İstanbul Kâğıthane’de 13 Mayıs 2016 tarihinde eşi Halide Öztoprak’ı katleden ve “ağırlaştırılmış müebbet hapis” cezası ile yargılanan Ali Rıza Özpolat’ın yargılandığı davanın karar duruşması, Çağlayan’da bulunan İstanbul Adliyesi 10. Ağır Ceza Mahkemesi’nde görüldü. Duruşmaya, Ali Rıza’nın avukatları ve Halide Öztoprak’ın avukatı İpek Bozkurt katıldı. Duruşmayı, İstanbul Kadın Meclisleri de takip etti.
Avukattan eril savunma
Savcı, daha önce verdiği “ağırlaştırılmış müebbet hapis” cezası istemini tekrarladı. Daha sonra söz alan sanık Ali Rıza Özpolat’ın avukatı Mustafa Özdemir, “Kadın cinayetlerini önlemek mahkemelerin görevi değildir. Mahkemelerin tek görevi ceza yargılamalarını yapmaktır. Bu kaygılardan azade olarak görülmesi gereken bir yargılamadır. Davanın başından itibaren eksik tahkikatları tamamlamış olması gerekir. Adli tıp raporları alınmış olması gerekir” dedi. Avukat Mustafa, adli tıp raporunun eksik olduğunu ve sanık Ali Rıza’nın akıl hastası olduğunu iddia etti.

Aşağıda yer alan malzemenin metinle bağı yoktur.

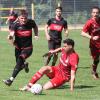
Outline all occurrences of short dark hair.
[92,6,100,13]
[56,6,62,11]
[63,38,75,47]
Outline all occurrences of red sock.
[29,72,43,84]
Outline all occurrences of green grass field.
[0,30,100,100]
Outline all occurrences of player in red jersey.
[3,10,38,86]
[6,7,18,29]
[20,39,79,91]
[45,7,68,66]
[81,7,100,79]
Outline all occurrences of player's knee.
[39,66,50,73]
[94,59,99,65]
[43,82,53,90]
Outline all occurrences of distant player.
[6,7,18,29]
[3,10,38,86]
[81,7,100,79]
[20,39,79,91]
[45,7,68,66]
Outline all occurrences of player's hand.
[46,35,50,41]
[70,88,74,92]
[92,36,99,40]
[7,35,13,40]
[34,36,39,40]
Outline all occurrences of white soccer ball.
[30,84,43,94]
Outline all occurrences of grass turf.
[0,30,100,100]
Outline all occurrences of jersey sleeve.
[10,23,16,31]
[64,21,68,28]
[47,19,51,25]
[70,54,79,71]
[30,20,37,28]
[82,20,91,33]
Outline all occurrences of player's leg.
[21,48,33,73]
[3,49,32,86]
[45,40,54,66]
[20,66,52,91]
[52,41,61,66]
[43,67,65,90]
[91,49,100,79]
[43,81,54,90]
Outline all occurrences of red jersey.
[58,49,79,79]
[83,18,100,49]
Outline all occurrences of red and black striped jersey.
[10,19,38,49]
[82,18,100,49]
[9,11,18,24]
[47,18,67,40]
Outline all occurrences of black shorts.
[48,40,61,50]
[15,48,33,62]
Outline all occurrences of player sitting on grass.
[81,7,100,79]
[20,39,79,91]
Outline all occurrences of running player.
[45,7,68,66]
[3,10,38,86]
[6,7,18,29]
[20,39,79,91]
[81,7,100,79]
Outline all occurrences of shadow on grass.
[57,85,96,89]
[10,89,46,95]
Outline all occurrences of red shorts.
[90,48,100,59]
[47,66,69,88]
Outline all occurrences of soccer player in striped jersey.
[3,10,38,86]
[81,7,100,79]
[20,39,79,91]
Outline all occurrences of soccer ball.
[30,84,43,94]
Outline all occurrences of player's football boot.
[19,85,30,91]
[3,79,13,86]
[24,62,29,73]
[92,73,100,79]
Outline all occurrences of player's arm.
[81,31,99,40]
[64,28,68,37]
[70,54,79,91]
[70,66,77,91]
[7,31,15,45]
[6,17,9,24]
[33,25,39,40]
[45,24,50,40]
[64,21,68,37]
[81,31,92,39]
[49,47,62,54]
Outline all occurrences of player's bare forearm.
[8,35,14,46]
[81,31,91,39]
[34,26,39,36]
[64,29,68,37]
[49,48,62,54]
[70,70,75,91]
[45,25,50,40]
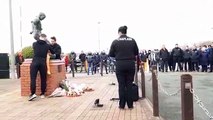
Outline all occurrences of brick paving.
[0,73,160,120]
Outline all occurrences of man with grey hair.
[29,34,54,101]
[30,12,46,40]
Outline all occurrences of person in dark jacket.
[199,47,208,72]
[171,44,183,71]
[100,51,108,76]
[86,52,95,75]
[191,48,200,71]
[69,51,77,73]
[109,26,139,109]
[29,34,54,101]
[183,46,192,72]
[160,45,169,72]
[79,51,87,72]
[50,36,61,60]
[208,45,213,72]
[15,51,24,78]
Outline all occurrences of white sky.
[0,0,213,53]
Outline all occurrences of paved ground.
[0,74,159,120]
[146,72,213,120]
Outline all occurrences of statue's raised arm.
[30,12,46,40]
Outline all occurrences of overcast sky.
[0,0,213,53]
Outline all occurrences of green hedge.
[22,46,33,59]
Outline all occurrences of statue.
[30,12,51,75]
[30,12,46,40]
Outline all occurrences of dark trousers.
[209,61,213,72]
[191,62,199,71]
[101,61,108,75]
[30,59,47,95]
[172,57,183,71]
[116,60,135,108]
[16,63,21,78]
[161,60,168,72]
[184,59,192,71]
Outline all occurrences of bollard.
[152,65,159,116]
[181,74,194,120]
[141,64,146,98]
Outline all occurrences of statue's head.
[38,12,46,20]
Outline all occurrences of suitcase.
[132,83,139,101]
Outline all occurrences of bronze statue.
[30,12,46,40]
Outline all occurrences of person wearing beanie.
[109,26,139,109]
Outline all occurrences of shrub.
[22,46,33,59]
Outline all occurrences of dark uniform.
[109,34,138,109]
[30,40,54,95]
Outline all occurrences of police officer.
[100,51,108,76]
[109,26,138,109]
[29,34,54,101]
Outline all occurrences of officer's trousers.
[30,59,47,95]
[115,60,135,108]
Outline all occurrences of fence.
[135,65,213,120]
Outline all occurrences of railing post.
[152,65,159,116]
[181,74,194,120]
[140,64,146,98]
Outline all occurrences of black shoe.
[94,99,104,107]
[28,94,37,101]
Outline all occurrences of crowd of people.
[140,44,213,72]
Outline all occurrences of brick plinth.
[21,59,66,96]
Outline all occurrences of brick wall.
[21,59,66,96]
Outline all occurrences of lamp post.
[9,0,15,80]
[19,0,22,49]
[98,21,101,53]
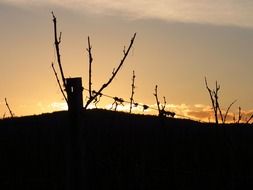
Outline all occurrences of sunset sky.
[0,0,253,120]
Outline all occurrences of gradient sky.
[0,0,253,120]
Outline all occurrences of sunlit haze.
[0,0,253,121]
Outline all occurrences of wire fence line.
[83,88,204,122]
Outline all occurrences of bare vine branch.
[237,106,242,123]
[84,33,136,109]
[130,71,136,113]
[154,85,162,116]
[4,98,14,118]
[51,63,68,102]
[223,100,237,124]
[205,77,219,124]
[246,114,253,124]
[87,36,93,98]
[52,12,66,88]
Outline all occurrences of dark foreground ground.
[0,110,253,190]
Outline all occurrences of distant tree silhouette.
[246,114,253,124]
[52,12,68,103]
[154,85,176,117]
[84,33,136,109]
[130,71,136,113]
[205,77,237,124]
[87,36,93,98]
[111,97,124,111]
[51,63,68,102]
[4,98,14,118]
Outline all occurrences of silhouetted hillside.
[0,110,253,190]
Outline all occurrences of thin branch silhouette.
[205,77,220,124]
[52,11,66,92]
[4,98,14,118]
[237,106,242,123]
[246,114,253,124]
[223,100,237,124]
[130,71,136,113]
[84,33,136,109]
[154,85,161,116]
[51,63,68,102]
[86,36,93,98]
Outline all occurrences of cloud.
[2,0,253,28]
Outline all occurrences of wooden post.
[66,78,83,190]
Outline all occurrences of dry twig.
[130,71,136,113]
[84,33,136,109]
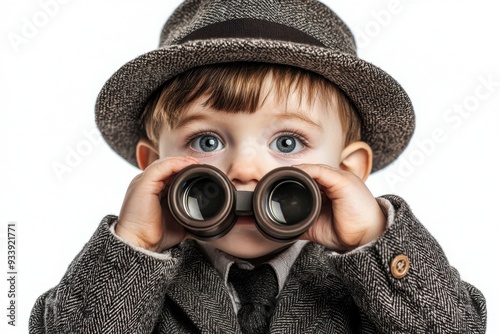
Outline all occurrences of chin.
[210,225,285,259]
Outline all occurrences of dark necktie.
[228,264,278,334]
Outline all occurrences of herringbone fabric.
[228,264,278,334]
[30,196,486,334]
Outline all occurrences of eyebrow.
[175,111,323,129]
[174,113,208,128]
[275,111,323,129]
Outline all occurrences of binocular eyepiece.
[168,165,321,242]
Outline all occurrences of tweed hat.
[96,0,415,172]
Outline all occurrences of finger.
[138,157,198,194]
[293,164,350,199]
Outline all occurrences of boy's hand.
[294,164,386,252]
[115,157,198,252]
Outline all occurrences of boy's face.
[158,81,344,259]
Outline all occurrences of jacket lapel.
[270,243,352,333]
[167,241,241,333]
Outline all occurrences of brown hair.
[142,63,361,145]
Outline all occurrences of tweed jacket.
[29,196,486,334]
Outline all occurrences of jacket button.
[391,254,410,279]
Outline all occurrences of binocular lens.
[267,181,313,225]
[183,177,226,220]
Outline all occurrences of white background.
[0,0,500,334]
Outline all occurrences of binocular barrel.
[168,165,321,241]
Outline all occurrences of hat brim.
[96,39,415,172]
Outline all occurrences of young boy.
[30,0,486,333]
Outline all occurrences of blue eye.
[191,135,224,152]
[269,135,304,153]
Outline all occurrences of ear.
[135,138,159,170]
[340,141,373,181]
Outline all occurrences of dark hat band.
[180,18,324,47]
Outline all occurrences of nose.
[227,146,266,191]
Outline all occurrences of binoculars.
[168,165,321,242]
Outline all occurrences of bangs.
[142,63,359,144]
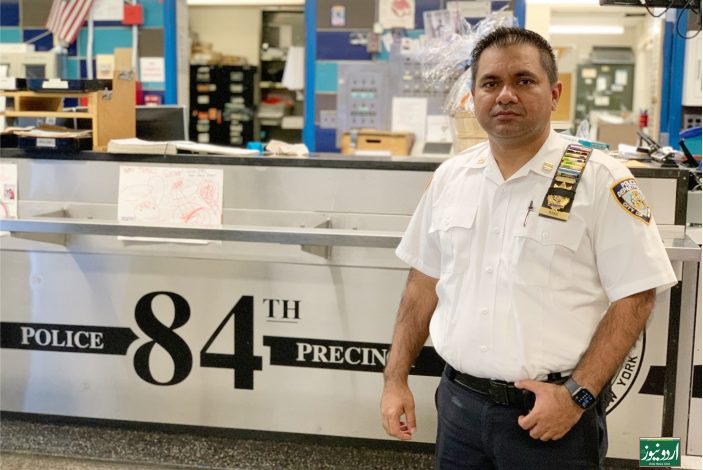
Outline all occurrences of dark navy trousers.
[435,372,608,470]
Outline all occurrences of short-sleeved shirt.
[396,132,677,381]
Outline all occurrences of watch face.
[573,388,596,409]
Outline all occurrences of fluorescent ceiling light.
[526,0,599,7]
[186,0,305,7]
[549,24,625,34]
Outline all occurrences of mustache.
[491,106,522,116]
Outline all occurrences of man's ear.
[552,81,564,111]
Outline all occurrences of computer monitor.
[137,105,188,141]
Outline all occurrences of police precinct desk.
[0,150,701,466]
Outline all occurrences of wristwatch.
[564,377,596,410]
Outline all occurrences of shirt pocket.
[513,217,586,289]
[430,207,476,274]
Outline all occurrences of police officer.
[381,28,676,470]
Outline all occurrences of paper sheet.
[117,165,224,243]
[378,0,415,29]
[139,57,166,83]
[425,114,452,142]
[0,163,17,219]
[391,97,427,140]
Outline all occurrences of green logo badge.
[640,437,681,467]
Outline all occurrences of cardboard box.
[342,129,415,156]
[596,121,639,149]
[452,111,488,140]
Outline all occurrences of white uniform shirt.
[396,132,676,381]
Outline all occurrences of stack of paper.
[107,138,259,156]
[14,124,92,139]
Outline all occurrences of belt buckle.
[488,379,510,406]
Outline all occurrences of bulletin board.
[575,64,635,122]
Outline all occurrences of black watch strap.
[564,377,596,410]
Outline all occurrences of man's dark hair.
[471,27,557,85]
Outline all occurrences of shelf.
[0,90,95,98]
[0,48,136,151]
[259,81,288,90]
[0,110,95,119]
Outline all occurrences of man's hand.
[515,380,583,441]
[381,381,415,441]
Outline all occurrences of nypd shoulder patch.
[610,178,652,225]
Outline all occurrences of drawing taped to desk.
[0,163,17,219]
[117,165,223,242]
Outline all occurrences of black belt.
[445,364,568,410]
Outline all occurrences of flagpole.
[85,6,95,80]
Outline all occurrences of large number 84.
[134,292,262,390]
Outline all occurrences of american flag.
[46,0,95,44]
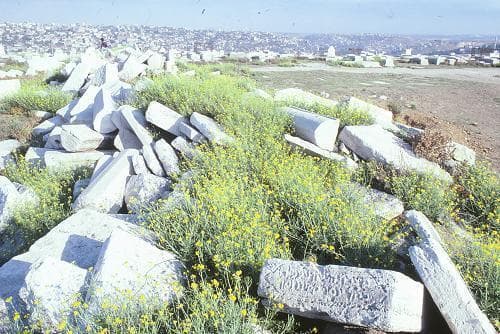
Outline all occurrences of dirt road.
[252,63,500,170]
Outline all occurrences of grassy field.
[1,65,500,334]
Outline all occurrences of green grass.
[0,79,73,114]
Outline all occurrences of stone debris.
[285,134,358,169]
[0,79,21,99]
[171,136,197,159]
[73,150,138,213]
[274,88,338,108]
[125,173,171,213]
[19,257,87,331]
[339,125,452,183]
[87,229,184,312]
[61,124,104,152]
[0,139,21,170]
[146,101,187,136]
[189,112,234,145]
[61,62,90,93]
[282,107,340,151]
[43,150,104,170]
[154,139,180,176]
[92,88,117,133]
[31,115,66,136]
[258,259,424,332]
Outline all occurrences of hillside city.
[0,23,500,64]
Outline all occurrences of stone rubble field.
[0,50,496,334]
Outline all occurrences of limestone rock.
[339,125,452,183]
[125,174,171,213]
[0,79,21,99]
[61,62,90,93]
[410,243,496,334]
[170,136,197,159]
[87,229,183,312]
[179,122,207,143]
[189,112,234,144]
[132,152,149,175]
[92,88,117,133]
[340,96,392,127]
[90,63,119,87]
[282,108,340,151]
[73,179,90,201]
[19,257,87,330]
[258,259,424,332]
[350,183,404,221]
[0,139,21,169]
[32,115,66,136]
[73,150,138,213]
[43,126,64,150]
[154,139,180,176]
[61,124,104,152]
[142,145,165,177]
[285,134,358,169]
[43,150,104,170]
[146,101,187,136]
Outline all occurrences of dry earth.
[252,63,500,171]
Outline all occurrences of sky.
[0,0,500,35]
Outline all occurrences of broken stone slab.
[43,150,104,170]
[73,179,90,201]
[90,154,113,181]
[282,107,340,151]
[31,115,67,136]
[189,112,234,145]
[90,63,119,87]
[258,259,424,332]
[0,139,21,169]
[339,125,452,183]
[132,154,149,175]
[179,122,207,144]
[285,134,358,169]
[87,228,184,313]
[0,79,21,99]
[409,242,496,334]
[274,88,338,108]
[349,183,405,221]
[61,62,90,93]
[146,101,187,136]
[19,257,87,331]
[92,88,117,133]
[141,145,165,177]
[154,139,180,176]
[61,124,104,152]
[0,209,149,318]
[339,96,393,128]
[404,210,442,244]
[112,105,154,146]
[125,173,172,213]
[73,150,138,213]
[65,86,99,127]
[118,55,147,81]
[43,126,64,150]
[170,136,198,159]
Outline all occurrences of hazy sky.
[0,0,500,35]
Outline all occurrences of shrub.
[4,157,90,247]
[285,100,374,127]
[457,163,500,232]
[0,80,72,113]
[389,172,456,221]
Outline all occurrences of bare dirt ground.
[252,63,500,171]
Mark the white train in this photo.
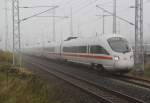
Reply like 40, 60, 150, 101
28, 34, 134, 73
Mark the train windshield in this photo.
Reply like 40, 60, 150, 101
108, 37, 131, 53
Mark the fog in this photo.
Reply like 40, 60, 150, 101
0, 0, 150, 49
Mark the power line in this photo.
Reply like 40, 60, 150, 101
96, 5, 134, 25
20, 6, 58, 21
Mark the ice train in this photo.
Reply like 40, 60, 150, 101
27, 34, 134, 73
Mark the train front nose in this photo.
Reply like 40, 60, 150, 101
114, 54, 134, 70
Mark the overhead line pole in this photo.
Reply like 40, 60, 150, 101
113, 0, 117, 34
5, 0, 8, 51
135, 0, 144, 73
70, 7, 73, 37
53, 9, 56, 42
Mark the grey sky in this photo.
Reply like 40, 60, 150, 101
0, 0, 150, 48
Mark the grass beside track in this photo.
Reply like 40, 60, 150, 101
0, 64, 94, 103
0, 65, 61, 103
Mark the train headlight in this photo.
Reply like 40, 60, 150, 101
130, 55, 134, 59
114, 56, 119, 61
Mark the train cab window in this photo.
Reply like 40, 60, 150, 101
45, 47, 55, 52
90, 45, 109, 55
108, 37, 131, 53
63, 46, 87, 53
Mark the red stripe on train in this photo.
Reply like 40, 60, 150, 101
49, 53, 113, 60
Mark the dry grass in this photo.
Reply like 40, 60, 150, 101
0, 65, 66, 103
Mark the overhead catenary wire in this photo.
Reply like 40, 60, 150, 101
96, 5, 134, 25
20, 6, 58, 21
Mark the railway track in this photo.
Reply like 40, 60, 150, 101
26, 57, 145, 103
109, 74, 150, 90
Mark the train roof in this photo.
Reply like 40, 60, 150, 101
63, 34, 124, 46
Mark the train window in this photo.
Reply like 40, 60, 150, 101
63, 46, 87, 53
108, 37, 131, 53
90, 45, 109, 55
45, 47, 55, 52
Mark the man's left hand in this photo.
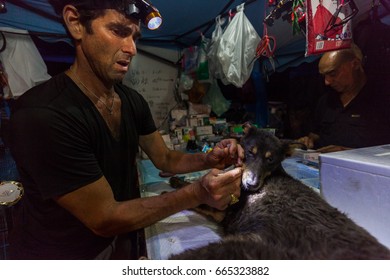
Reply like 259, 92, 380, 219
206, 139, 244, 169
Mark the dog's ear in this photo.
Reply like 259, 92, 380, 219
280, 139, 307, 157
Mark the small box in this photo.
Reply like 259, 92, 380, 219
195, 125, 213, 135
320, 145, 390, 248
175, 128, 183, 140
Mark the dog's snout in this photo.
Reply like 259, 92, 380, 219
242, 170, 259, 190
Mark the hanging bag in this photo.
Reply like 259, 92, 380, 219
217, 3, 260, 87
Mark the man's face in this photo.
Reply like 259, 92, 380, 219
319, 55, 354, 93
80, 9, 140, 82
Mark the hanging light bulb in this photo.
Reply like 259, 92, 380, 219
125, 0, 162, 30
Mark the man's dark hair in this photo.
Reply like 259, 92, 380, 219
49, 0, 124, 33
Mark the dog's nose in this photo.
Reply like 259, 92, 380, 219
241, 170, 258, 189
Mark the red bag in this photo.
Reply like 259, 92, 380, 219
306, 0, 358, 56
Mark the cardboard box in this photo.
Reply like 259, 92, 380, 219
320, 145, 390, 248
195, 125, 213, 135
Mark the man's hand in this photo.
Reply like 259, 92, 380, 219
206, 139, 244, 169
192, 167, 242, 210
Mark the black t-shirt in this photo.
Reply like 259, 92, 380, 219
312, 80, 390, 149
10, 73, 156, 259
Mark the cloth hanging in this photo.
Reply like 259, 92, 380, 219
0, 27, 51, 97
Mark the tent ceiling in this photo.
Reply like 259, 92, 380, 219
0, 0, 390, 68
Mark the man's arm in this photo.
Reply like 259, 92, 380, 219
140, 132, 244, 174
55, 168, 241, 237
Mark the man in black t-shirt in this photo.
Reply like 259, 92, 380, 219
298, 44, 390, 152
10, 0, 243, 259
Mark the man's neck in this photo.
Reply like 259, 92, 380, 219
340, 74, 367, 107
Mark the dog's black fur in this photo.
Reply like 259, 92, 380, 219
171, 128, 390, 260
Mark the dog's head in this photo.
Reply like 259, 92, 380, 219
241, 125, 303, 192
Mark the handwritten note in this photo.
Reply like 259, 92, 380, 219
123, 54, 178, 129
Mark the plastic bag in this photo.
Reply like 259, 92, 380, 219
217, 3, 260, 87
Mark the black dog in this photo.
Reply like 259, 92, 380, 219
171, 127, 390, 260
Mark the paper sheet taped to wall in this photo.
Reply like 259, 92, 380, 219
123, 54, 178, 129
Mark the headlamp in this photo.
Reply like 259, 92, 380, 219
74, 0, 162, 30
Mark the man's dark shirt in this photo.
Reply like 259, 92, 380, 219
312, 80, 390, 149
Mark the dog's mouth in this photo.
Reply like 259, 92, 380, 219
241, 170, 271, 192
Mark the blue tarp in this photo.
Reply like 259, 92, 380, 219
0, 0, 388, 71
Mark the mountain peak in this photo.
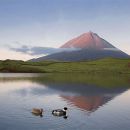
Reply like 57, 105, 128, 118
61, 31, 115, 49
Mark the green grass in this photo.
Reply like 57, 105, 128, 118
0, 58, 130, 74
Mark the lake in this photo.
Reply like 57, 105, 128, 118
0, 73, 130, 130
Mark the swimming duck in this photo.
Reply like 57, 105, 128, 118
52, 107, 68, 117
32, 108, 43, 117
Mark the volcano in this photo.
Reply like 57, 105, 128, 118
61, 31, 115, 49
32, 32, 130, 61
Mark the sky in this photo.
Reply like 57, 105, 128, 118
0, 0, 130, 60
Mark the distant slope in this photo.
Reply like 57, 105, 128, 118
0, 58, 130, 75
31, 32, 130, 62
31, 49, 130, 62
61, 32, 115, 49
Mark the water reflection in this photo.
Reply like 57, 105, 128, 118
0, 74, 130, 130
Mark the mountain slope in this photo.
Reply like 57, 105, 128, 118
32, 49, 130, 61
61, 32, 115, 49
31, 32, 130, 61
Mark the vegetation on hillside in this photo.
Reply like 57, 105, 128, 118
0, 58, 130, 74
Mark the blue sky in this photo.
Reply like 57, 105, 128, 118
0, 0, 130, 59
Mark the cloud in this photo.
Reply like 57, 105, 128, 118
9, 45, 79, 56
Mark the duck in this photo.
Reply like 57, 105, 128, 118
32, 108, 43, 117
52, 107, 68, 117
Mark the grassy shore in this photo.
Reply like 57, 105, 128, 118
0, 58, 130, 74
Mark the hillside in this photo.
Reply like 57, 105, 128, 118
0, 58, 130, 75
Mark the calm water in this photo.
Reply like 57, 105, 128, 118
0, 74, 130, 130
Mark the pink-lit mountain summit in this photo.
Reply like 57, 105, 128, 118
61, 31, 115, 49
32, 32, 129, 61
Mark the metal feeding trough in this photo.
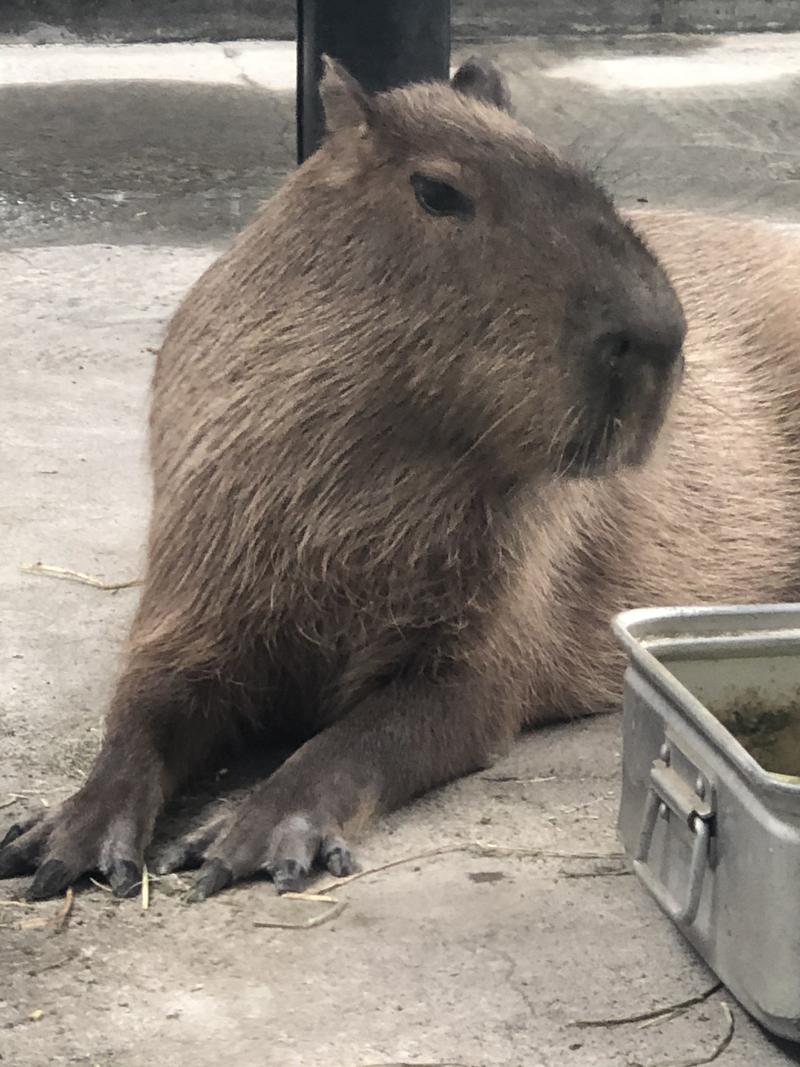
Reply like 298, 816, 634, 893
614, 604, 800, 1041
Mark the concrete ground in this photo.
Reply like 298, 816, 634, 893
0, 29, 800, 1067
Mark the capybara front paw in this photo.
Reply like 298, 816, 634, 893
156, 802, 353, 902
0, 792, 149, 901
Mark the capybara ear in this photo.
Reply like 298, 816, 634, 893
320, 55, 372, 133
450, 55, 511, 111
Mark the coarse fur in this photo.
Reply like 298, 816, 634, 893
0, 54, 800, 897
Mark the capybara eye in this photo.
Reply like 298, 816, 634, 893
411, 174, 475, 219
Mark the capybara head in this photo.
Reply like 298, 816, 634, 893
285, 60, 685, 480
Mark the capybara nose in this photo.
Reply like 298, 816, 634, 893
592, 324, 685, 373
591, 289, 686, 373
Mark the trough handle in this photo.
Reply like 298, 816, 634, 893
634, 760, 714, 926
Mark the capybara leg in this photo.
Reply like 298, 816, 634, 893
0, 663, 226, 899
182, 683, 515, 899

Eril savunmasına devam eden Avukat Mustafa, “İlk günden beri bunu söylüyorum. Bu adam bu aşamaya nasıl geldi? Neden eşini öldürdü? Bu adam bu hale nasıl geldi? Kişinin burada öldürülme korkusu yaşadığını söylüyoruz. Ailesi ölüm tehdidinde bulunuyor bu adama, gizli numaralardan adamı arıyor tehdit ediyor. Bu hareketler bu sanığı harekete geçirdi” diye konuştu. Sanık avukatı Mustafa’nın ısrarla sanığın akli dengesinin yerinde olmadığını ileri sürerek, “Sanığın ağır psikolojik baskı altında tutulduğunun mahkemeniz tarafından göz önünde bulundurulmasını istiyoruz. ‘Haksız tahrik indirimi’ yapılsın” ifadelerini kullandı.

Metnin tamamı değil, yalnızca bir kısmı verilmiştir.